The writer Sukhdev Sandhu leads Matthew Sweet into the dark heart of night-time London.
Playlist
Television Editing
Following a summer of revelation about documentaries misrepresenting their subjects and the banning of some editing techniques by Five News, Night Waves examines the current state of the ethics of editing. Should we re-examine the way we use editing to tell factual stories in news and documentaries or is the current cacophony simply a fuss over nothing?
Sukhdev Sandhu
Matthew Sweet is taken into the dark heart of the London night by Sukhdev Sandhu. He tells Matthew why he realised that - against his expectations - the only way to explore the nocturnal capital was not through solitary walks, but by spending time with people who work from dusk to dawn.

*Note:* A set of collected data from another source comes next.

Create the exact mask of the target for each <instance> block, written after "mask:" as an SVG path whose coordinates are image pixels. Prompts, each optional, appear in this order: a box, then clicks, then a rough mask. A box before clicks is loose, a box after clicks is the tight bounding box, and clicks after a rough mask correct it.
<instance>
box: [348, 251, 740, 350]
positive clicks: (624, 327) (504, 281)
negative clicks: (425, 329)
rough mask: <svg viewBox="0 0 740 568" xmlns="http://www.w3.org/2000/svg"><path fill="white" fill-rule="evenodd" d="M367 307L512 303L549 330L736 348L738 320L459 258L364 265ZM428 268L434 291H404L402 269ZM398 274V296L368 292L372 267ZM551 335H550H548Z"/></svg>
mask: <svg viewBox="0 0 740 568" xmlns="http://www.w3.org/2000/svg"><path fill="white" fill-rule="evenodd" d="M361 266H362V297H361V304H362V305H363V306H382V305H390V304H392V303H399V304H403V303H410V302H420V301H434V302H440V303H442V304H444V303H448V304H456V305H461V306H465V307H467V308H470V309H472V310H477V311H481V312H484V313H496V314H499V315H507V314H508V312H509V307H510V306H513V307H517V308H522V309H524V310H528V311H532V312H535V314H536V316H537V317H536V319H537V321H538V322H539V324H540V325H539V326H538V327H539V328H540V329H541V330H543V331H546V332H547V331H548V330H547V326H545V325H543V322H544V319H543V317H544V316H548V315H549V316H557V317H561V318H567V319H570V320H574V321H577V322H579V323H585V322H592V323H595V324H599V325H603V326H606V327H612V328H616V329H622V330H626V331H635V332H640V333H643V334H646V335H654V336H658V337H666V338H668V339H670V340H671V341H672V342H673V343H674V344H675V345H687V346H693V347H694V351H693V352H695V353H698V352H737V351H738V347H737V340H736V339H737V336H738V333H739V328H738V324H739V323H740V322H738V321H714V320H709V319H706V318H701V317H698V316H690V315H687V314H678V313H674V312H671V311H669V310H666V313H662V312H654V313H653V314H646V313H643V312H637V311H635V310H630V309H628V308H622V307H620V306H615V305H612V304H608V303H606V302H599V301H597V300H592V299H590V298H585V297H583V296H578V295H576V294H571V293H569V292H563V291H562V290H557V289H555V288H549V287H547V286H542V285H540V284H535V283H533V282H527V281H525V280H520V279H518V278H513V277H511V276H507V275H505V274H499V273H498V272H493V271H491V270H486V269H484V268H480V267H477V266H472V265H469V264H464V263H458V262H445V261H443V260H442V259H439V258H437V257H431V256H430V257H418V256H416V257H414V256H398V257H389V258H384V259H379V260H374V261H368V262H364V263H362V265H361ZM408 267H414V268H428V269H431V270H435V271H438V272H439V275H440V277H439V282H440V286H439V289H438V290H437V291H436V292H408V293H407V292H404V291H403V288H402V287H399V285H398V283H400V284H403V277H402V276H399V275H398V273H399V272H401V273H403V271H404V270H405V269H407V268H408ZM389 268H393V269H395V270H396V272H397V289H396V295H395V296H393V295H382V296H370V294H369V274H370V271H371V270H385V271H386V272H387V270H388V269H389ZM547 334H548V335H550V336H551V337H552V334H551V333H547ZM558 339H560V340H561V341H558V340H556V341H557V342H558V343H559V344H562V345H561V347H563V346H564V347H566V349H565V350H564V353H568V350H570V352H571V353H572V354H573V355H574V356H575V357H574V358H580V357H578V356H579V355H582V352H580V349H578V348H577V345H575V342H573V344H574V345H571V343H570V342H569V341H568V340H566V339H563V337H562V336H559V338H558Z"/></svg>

King Cotton by Jimmy McGovern
Award-winning television writer Jimmy McGovern has gone back to his early career roots and written a play for the theatre, even though his previous attempt was panned by the critics. His latest, King Cotton, links the Lancashire cotton famine with the American Civil War. The story is told through Tom, an impoverished mill-worker and Sokoto, a black slave from an American cotton plantation.
King Cotton is on at the Lowry in Manchester until Saturday 22 September.
On the Road
To mark the 50th anniversary of Jack Kerouac's most famous book, Penguin Classics has for the first time published the uncensored version of 'On the Road'. The book exposed a world of sex, drink, drugs and bebop of 1940s and 1950s America and inspired a generation of writers and musicians. Sexual language and scenes once deemed too obscene have been edited back into this new publication and character pseudonyms replaced with real names. We talk to government Minister Kim Howells and writer Geoff Dyer to discuss the importance of the book to them and what new insights are revealed by the original scroll.
On The Road: The Original Scroll is published by Penguin Classics.